In fact, many of the men welcomed the women.
“They were my friends, and they were my colleagues,” said Arthur Fergenson, who was in the first class that accepted women. “In the theater program, we were used to having women around, and it was nice to have these women around.”
Alice Reno Malone, who was in the exchange program for two years and is in the film, even got into a fraternity. She said her reception at the college ranged from warm to frigid.
But regardless of how they were received, after they left, they were promptly forgotten. For more than 40 years, no one made an effort to research or document the era. It was as if it never happened.
Then in 2006, the class of 1969, led by Fergenson, a Maryland lawyer, “adopted” the 10 women who had studied with them, following a Dartmouth tradition that allows classes to extend honorary class memberships to people with whom they have special ties. When subsequent classes didn’t follow suit, he pestered them until they did.
“They were erased from the history of Dartmouth. It galled me,” said Fergenson, who shares his story in the film.
After years of pushing both the alumni and the school to recognize the women, Fergenson got one staff member to advocate for the cause. Finally, in 2015, the classes of 1969-1972 all agreed to adopt any of the exchange women who want to become honorary alumni. Meanwhile, the school assigned a member of the alumni department and some student interns to research the women and add them to its records.
Malone, who lives in Virginia, helped track down many of the women. “I felt it was my job. I felt Dartmouth needed to acknowledge them,” she said. “I had women burst into tears when I called them.”
As the women reconnected, Rines, a retired financial analyst who had moved to Etna following her husband’s death and was doing pro bono work for arts organizations, felt a growing urge to tell their story. She contacted Aydelott, with whom she’d collaborated decades ago while working for the United Way, and he agreed to direct the film.
Streep, who did get some recognition from the school in 1981 when she was awarded an honorary degree, was not available to appear in the film.

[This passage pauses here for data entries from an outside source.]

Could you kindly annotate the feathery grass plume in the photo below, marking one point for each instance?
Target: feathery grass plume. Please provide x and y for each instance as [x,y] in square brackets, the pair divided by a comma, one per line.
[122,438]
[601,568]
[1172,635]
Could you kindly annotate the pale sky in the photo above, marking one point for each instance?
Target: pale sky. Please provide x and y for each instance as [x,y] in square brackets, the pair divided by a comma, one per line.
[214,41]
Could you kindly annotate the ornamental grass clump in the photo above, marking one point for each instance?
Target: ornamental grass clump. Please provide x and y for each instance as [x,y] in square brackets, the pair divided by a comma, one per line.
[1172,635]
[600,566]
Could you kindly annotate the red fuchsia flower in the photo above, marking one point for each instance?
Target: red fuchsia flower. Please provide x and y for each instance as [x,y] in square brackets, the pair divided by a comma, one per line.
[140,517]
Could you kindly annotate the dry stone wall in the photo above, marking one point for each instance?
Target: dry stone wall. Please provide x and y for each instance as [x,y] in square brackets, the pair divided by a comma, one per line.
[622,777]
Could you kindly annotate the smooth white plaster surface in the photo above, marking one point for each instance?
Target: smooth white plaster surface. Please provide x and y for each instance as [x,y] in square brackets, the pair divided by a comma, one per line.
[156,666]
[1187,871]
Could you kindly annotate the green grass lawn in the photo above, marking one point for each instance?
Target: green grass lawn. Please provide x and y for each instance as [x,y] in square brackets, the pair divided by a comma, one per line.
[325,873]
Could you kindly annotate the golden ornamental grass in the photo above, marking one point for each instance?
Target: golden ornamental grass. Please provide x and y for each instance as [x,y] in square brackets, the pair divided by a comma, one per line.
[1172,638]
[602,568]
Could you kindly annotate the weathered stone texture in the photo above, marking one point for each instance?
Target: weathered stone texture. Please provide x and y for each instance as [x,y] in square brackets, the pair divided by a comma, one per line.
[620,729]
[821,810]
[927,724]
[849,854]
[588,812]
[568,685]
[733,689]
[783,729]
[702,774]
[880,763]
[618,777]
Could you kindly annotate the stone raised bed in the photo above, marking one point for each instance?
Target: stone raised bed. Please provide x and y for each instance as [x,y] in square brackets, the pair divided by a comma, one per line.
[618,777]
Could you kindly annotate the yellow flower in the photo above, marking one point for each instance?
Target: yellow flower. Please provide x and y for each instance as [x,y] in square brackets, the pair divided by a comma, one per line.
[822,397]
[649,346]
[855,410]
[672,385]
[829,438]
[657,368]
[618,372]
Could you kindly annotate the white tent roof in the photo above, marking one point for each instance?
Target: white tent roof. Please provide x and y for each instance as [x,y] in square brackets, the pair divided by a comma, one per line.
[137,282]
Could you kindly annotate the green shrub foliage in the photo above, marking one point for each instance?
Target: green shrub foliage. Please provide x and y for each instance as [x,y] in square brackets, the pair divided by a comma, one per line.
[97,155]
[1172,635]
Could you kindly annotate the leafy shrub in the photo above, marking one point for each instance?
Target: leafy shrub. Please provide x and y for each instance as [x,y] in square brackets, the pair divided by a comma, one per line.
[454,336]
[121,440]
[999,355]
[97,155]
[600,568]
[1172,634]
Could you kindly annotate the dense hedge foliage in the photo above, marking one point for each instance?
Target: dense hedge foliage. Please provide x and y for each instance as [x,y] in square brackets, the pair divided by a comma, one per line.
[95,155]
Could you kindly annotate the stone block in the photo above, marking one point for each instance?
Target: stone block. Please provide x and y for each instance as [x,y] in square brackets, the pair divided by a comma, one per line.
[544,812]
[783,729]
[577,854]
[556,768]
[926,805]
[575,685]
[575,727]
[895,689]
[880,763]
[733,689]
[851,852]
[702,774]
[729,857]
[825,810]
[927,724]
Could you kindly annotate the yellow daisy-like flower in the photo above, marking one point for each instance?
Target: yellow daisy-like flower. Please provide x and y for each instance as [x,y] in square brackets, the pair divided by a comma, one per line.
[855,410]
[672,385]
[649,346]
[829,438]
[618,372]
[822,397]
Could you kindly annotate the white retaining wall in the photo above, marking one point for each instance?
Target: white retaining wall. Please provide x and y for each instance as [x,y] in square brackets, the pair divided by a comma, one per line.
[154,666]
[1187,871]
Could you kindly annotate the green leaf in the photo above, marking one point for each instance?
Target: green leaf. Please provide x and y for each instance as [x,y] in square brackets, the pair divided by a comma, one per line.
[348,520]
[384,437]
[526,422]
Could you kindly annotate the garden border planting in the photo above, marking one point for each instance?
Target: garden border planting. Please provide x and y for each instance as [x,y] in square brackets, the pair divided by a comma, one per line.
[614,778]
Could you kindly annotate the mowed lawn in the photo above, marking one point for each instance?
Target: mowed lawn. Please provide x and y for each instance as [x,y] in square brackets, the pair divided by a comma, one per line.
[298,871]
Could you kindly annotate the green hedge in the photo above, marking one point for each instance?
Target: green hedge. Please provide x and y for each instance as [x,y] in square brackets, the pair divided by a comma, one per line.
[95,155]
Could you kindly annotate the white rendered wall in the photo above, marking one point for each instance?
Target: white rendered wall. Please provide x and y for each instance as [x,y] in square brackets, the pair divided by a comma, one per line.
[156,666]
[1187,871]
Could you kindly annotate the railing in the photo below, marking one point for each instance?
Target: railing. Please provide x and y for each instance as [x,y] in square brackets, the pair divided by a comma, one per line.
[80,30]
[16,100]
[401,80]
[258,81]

To secure funding, Rines reached out to each of the classes that had played reluctant host to the exchange program women. And this time, she wasn’t brushed aside. She raised more than $11,000.
Joan Rachlin, who was featured in the film, said it took a person like Rines to finally reveal an important chapter in Dartmouth’s history. “Without her vision, determination, energy, patience, humor, and deep roots in Hanover, the film would never have been made,” Rachlin, who lives in Massachusetts, wrote in an email.
Making the film has energized the women and allowed them to reclaim a little piece of their past, Rines said. And though the film probes an old wound, the mood is surprisingly good-humored.
“The film is really funny because women tell all these funny anecdotes,” Rines said. “It’s a fun, entertaining film. It’s not this serious historical narrative.”
Early Daughters of Dartmouth will screen in Filene Auditorium on Friday at 4 p.m., as part of Dartmouth College’s Homecoming events. Admission is free and no tickets are needed. The event is open to the public.
What’s scarier than Joker, weirder than The Addams Family and more dramatic than Downton Abbey?
If you answered “my home movies,” you need to get to Dartmouth’s Baker-Berry Library on Oct. 19 for Upper Valley Home Movie Day. The annual event, co-sponsored by several film and arts organizations, gives members of the community a chance to share their movies, particularly those shot in older formats that are now difficult to screen.
From 11 a.m. to 4 p.m. at Baker-Berry Library, home filmmakers can attend a media clinic, where they can view their movies on screen and learn about how best to care for films in different formats. Then, from 4 to 6 p.m., there will be a special archival screening of rare historic home movies preserved by the Dartmouth Library and local amateur film enthusiasts.